Russia, meanwhile, sharply criticized the decision by Western powers
to boost support for Syrian opposition forces, saying the promised
assistance would only intensify the conflict. Russian Foreign
Ministry spokesman Alexander Lukashevich said the moves announced in
Rome "encourage extremists to seize power by force."
Russia is a close ally of Syria that has continued to supply arms to
Assad's regime as well as shielding the country from U.N. Security
Council sanctions.
Idris denied media reports that the rebels have recently received
arms shipments and said his troops were suffering from "severe
shortages" in weapons and ammunitions.
Croatia's president said Friday his country will withdraw about 100
peacekeeping troops from the Syria-Israel border after reports that
Syrian rebels have been armed with Croatian weapons.

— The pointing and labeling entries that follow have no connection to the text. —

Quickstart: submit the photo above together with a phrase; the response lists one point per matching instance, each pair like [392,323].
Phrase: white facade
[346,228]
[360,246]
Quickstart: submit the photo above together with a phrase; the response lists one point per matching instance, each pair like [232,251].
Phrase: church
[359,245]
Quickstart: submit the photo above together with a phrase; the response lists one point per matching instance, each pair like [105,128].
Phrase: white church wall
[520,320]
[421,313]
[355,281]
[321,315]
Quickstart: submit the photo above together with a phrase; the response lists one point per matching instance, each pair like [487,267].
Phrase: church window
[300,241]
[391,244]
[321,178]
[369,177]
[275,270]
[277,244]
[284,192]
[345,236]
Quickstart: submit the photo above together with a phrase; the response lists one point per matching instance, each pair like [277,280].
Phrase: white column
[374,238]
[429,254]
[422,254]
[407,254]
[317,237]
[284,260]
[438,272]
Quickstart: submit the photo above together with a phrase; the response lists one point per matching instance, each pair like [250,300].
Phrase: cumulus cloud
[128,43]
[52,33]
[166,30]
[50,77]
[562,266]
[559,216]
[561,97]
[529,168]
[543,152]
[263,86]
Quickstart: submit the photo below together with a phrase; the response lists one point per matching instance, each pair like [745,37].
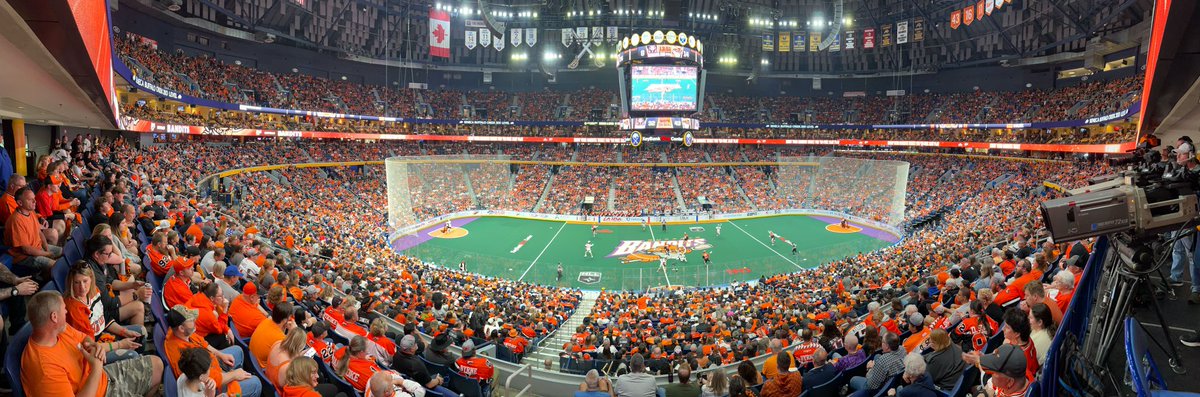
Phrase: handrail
[508,382]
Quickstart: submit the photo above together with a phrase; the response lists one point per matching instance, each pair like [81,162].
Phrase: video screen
[663,88]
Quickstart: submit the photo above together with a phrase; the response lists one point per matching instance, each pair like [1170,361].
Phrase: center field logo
[630,251]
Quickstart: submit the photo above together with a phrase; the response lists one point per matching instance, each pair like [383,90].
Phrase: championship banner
[768,42]
[439,34]
[471,38]
[581,35]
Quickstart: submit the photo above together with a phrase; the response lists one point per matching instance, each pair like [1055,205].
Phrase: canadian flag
[439,34]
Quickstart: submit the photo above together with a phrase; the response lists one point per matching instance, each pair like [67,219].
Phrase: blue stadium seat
[1146,379]
[829,389]
[465,386]
[12,359]
[969,379]
[60,271]
[168,374]
[268,385]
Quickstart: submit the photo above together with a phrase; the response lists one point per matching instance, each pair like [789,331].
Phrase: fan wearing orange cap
[245,311]
[515,342]
[178,289]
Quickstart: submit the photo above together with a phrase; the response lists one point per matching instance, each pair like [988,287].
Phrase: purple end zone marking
[868,230]
[423,235]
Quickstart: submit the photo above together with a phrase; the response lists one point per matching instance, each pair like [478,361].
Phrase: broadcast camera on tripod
[1144,210]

The Croatian
government fears its troops could become targets for Syrian
government soldiers fighting the rebels.
Croatian officials have also denied reports by local media and The
New York Times that arms, including machine guns, rifles and anti-
tank grenades used in the Balkan wars in the 1990s have recently been
sent to the Syrian rebels.
Croatian Prime Minister Zoran Milanovic said despite the official
denials, "everyone has read those reports, and our soldiers are no
longer safe."
Fierce clashes continued in northern Syria between government forces
and rebels attacking a police academy near Aleppo, the country's
largest city and commercial hub.
Rebels backed by captured tanks have been trying to storm the police
academy outside the city since launching a new offensive last week.

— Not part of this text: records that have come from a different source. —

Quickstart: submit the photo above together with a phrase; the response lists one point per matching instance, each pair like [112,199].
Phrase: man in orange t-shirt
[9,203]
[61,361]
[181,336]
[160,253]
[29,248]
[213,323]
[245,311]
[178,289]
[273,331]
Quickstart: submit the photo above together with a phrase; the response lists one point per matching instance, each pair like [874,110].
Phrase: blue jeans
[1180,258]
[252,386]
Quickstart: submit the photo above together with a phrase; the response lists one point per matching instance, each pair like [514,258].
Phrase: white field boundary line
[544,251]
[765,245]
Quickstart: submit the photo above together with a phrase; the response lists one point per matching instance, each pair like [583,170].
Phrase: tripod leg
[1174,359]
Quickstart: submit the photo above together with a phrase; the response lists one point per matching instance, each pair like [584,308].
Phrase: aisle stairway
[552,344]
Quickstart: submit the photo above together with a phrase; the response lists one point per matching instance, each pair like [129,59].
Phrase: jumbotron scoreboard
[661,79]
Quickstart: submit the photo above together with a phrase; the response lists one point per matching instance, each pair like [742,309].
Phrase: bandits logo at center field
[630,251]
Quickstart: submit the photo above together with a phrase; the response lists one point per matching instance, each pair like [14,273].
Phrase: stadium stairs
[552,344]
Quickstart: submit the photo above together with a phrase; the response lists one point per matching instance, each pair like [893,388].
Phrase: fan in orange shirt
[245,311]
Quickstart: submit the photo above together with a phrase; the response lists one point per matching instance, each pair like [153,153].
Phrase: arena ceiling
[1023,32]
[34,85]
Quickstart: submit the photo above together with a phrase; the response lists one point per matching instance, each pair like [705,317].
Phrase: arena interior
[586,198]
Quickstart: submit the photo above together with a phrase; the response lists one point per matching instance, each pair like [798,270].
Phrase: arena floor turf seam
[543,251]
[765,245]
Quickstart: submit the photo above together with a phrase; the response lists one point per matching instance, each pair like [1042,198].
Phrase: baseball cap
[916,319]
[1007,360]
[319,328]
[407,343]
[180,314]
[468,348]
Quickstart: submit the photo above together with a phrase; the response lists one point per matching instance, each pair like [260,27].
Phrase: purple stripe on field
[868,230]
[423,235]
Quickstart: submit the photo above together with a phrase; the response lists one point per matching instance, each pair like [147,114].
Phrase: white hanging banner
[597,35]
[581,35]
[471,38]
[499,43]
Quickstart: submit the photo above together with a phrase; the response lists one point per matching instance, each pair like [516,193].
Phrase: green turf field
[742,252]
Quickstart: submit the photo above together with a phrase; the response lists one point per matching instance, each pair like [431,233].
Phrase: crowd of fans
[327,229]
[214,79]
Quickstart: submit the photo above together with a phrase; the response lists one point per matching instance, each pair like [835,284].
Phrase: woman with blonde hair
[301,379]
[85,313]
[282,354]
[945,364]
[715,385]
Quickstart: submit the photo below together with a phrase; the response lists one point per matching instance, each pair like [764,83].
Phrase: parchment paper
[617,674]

Activists say the academy, which has become a key front in the fight
for Aleppo, has been turned into a military base used to shell rebel-
held neighborhoods in the city and surrounding countryside.
Syrian's state-run news agency said government troops defending the
academy had killed dozens of opposition fighters and destroyed five
rebel vehicles.
The Britain-based Syrian Observatory for Human Rights activist group
also reported heavy fighting around the school and said there were
several rebel casualties.

The Observatory said clashes were still raging around Aleppo's
landmark 12th century Umayyad Mosque in the walled Old City, which is
a UNESCO World Heritage Site. The mosque was heavily damaged last
year just weeks after a fire gutted the city's famed medieval market.
There were conflicting reports about whether the rebels had managed
to force regime troops out of the mosque and take full control of the
holy site.
Mohammed al-Khatib of the Aleppo Media Center activist group said the
mosque was in rebel hands, although clashes were still raging.
"The regime forces left lots of ammunition in it (the mosque), with
guns and rocket-propelled grenades," he said via Skype.
Observatory director Rami Abdul-Rahman said rebels have been in
control of at least half of the mosque complex for days, but he could
not confirm that they had captured all of it.

Near the capital of Damascus, activists said the bodies of 10 men —
most of them shot in the head — were found dumped on the side of a
road between the suburbs of Adra and Dumair. Such incidents have
become a frequent occurrence in the civil war.